Ce glissement est documenté par le baromètre AMF de décembre 2025 : 16 % des personnes sondées déclarent avoir déjà été victimes d’une escroquerie sur un placement financier, et les jeunes restent les premières cibles, souvent en raison d’une confiance excessive envers les influenceurs.
Questions fréquentes
Peut-on encore porter plainte pour une arnaque NFT de 2021-2022 ?
Oui. La prescription pour escroquerie en bande organisée est de 6 ans en France. Les victimes de projets NFT lancés en 2021-2022 disposent donc encore d’une fenêtre d’action. Le collectif AVI et des cabinets spécialisés comme Ziegler & Associés accompagnent ces démarches. Il faut constituer un dossier : captures d’écran des promotions, preuves de virement, historique de wallet.
Quelles sont les sanctions encourues par les influenceurs crypto non agréés ?
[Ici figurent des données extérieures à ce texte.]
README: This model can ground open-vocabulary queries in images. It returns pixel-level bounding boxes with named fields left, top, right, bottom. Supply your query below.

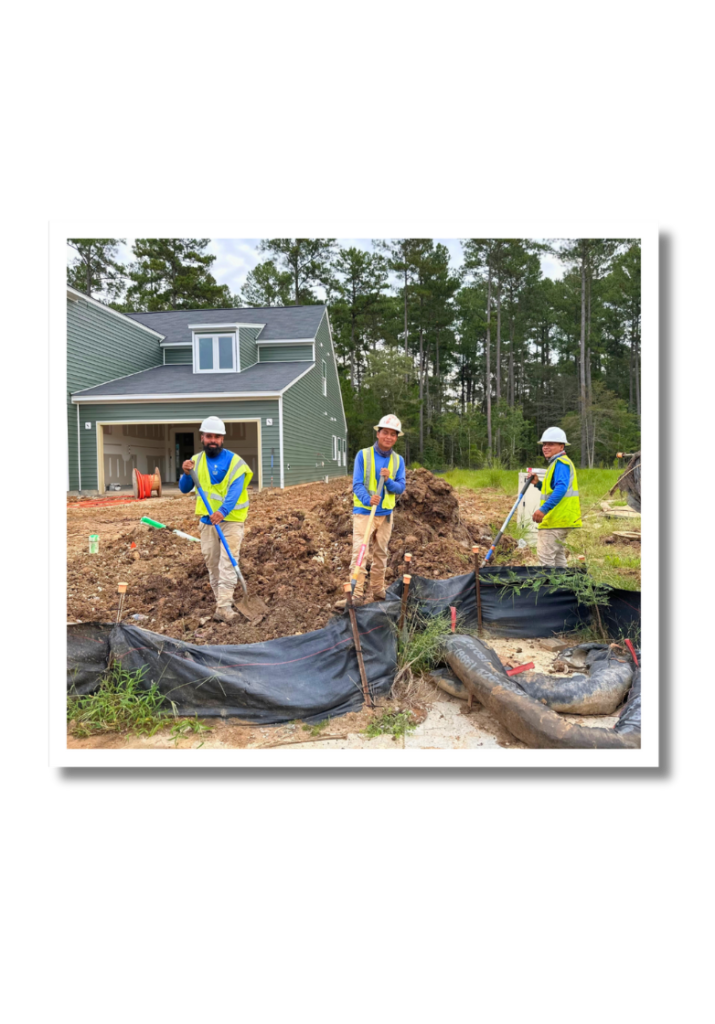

Depuis la loi du 9 juin 2023, promouvoir des actifs numériques sans agrément PSAN expose à des amendes administratives. Sur le plan pénal, l’escroquerie en bande organisée est punie de 10 ans d’emprisonnement et 1 million d’euros d’amende. La DGCCRF peut par ailleurs prononcer des injonctions de cesser et des sanctions civiles. Consulter la liste des plateformes autorisées AMF reste le premier réflexe avant tout investissement.
Comment identifier un influenceur qui promeut une arnaque crypto aujourd’hui ?
Les signaux d’alerte restent les mêmes : promesse de rendement garanti, urgence artificielle, absence de smart contract audité, influenceur non identifiable légalement. L’AMF publie sa liste noire consultable sur son site. Tout projet qui promet un salaire mensuel fixe via des NFT ou des bots automatiques relève quasi systématiquement du schéma de type phishing ou exit scam. Vérifier l’enregistrement PSAN de la plateforme associée est indispensable.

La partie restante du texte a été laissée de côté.